3-year shooting sentence criticized

Guidelines deliver 'slap on the wrist' to downtown shooter

Because of state sentencing laws that tie judges’ hands, a man who injured 11 people in a shooting outside a downtown bar will serve about three years in prison — a punishment one victim called a slap on the wrist.

Jason A. Tremble, 21, Topeka — a repeat offender with prior felony convictions — received a 40-month sentence Thursday for the Oct. 5 shooting outside It’s Brothers Bar & Grill, 1105 Mass.

Dist. Atty. Christine Kenney called the sentence unfair. Douglas County District Judge Paula Martin called Tremble’s actions egregious and said she wanted to sentence him to more time but couldn’t.

The reason: A law enacted about 10 years ago with the advent of Kansas’ criminal-sentencing guidelines caps the sentence a judge can impose in cases with multiple counts. In effect, Tremble received punishment for injuring only a handful of the 11 victims.

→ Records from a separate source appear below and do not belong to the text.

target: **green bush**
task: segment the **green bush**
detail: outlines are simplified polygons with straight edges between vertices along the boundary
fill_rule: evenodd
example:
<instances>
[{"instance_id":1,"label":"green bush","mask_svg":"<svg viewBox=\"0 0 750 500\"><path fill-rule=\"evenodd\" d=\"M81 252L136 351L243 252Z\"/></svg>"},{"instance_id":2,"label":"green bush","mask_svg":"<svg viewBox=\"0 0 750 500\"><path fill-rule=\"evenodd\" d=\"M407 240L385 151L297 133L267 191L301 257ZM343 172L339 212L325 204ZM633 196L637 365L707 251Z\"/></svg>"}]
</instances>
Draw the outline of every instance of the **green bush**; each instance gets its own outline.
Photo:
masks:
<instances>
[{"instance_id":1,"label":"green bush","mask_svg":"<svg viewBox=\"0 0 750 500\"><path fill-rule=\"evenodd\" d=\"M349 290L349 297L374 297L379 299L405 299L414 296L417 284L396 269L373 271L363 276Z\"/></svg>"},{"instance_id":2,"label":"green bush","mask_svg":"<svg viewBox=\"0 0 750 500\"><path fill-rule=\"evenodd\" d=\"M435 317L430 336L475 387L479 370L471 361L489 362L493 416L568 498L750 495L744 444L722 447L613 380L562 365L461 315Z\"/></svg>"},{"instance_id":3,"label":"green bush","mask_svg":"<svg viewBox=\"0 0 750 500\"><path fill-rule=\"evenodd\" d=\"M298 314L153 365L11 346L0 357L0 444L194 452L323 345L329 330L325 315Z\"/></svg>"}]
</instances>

He was convicted of 11 counts of aggravated battery, plus being a felon in possession of a firearm and leaving the scene of an accident. If the sentences for each count had been strung back-to-back — which Martin said she had wanted to do — Tremble would have faced about 10 years in prison.

Tremble would have received 20 months for the first count of aggravated battery and 9 months for each additional aggravated battery count. But the law says a judge can’t sentence someone charged with multiple offenses to more than double the punishment for the most serious charge.

“I’m limited to 40 months,” Martin said. “If I could run all of these consecutively, I would.”

Kenney said Tremble’s case showed the flaws of Kansas’ sentencing guidelines. The guidelines — based on a grid that combines a defendant’s criminal history with the severity of the crime — were created to promote “truth in sentencing” statewide, but critics say they’re inflexible.

“With sentencing guidelines, you basically took the discretion away from the individual who should have the discretion, and that is the judge,” Kenney said. “Now where you have it is with the prosecutor either making the charging decision or during the plea negotiation.”

Assistant Dist. Atty. Dave Zabel tried in October to upgrade two of the aggravated battery charges against Tremble from level 8 felonies to level 5 felonies. He argued that two of the victims had suffered “great bodily harm,” the damage required to prove the more serious charge.

But before that could happen, Tremble pleaded guilty to all counts. Despite Zabel’s objections, Martin said she was legally required to accept the plea.

Had Tremble been convicted of a level 5 felony, he would be facing about 10 years in prison.

Tremble didn’t address the court Thursday. Defense attorney Jessica Kunen said her client didn’t intend to hurt anyone when he fired the gunshots into the pavement.

“He was showing off for his friends and behaving stupidly,” Kunen said.

The only victim to speak at the sentencing was Tiana Sanders, 26, Topeka, who told Martin she still had numbness from a wound in her hand. She also was struck in the leg.

“I just feel he got a slap on the wrist,” Sanders said afterward.

Tremble has prior convictions for obstruction, possession of opiates or narcotics, aggravated assault and aggravated battery, Zabel said. At the time of the shooting, he was on probation in Shawnee County for the drug and obstruction charges and also will have to serve a 30-month sentence for those charges.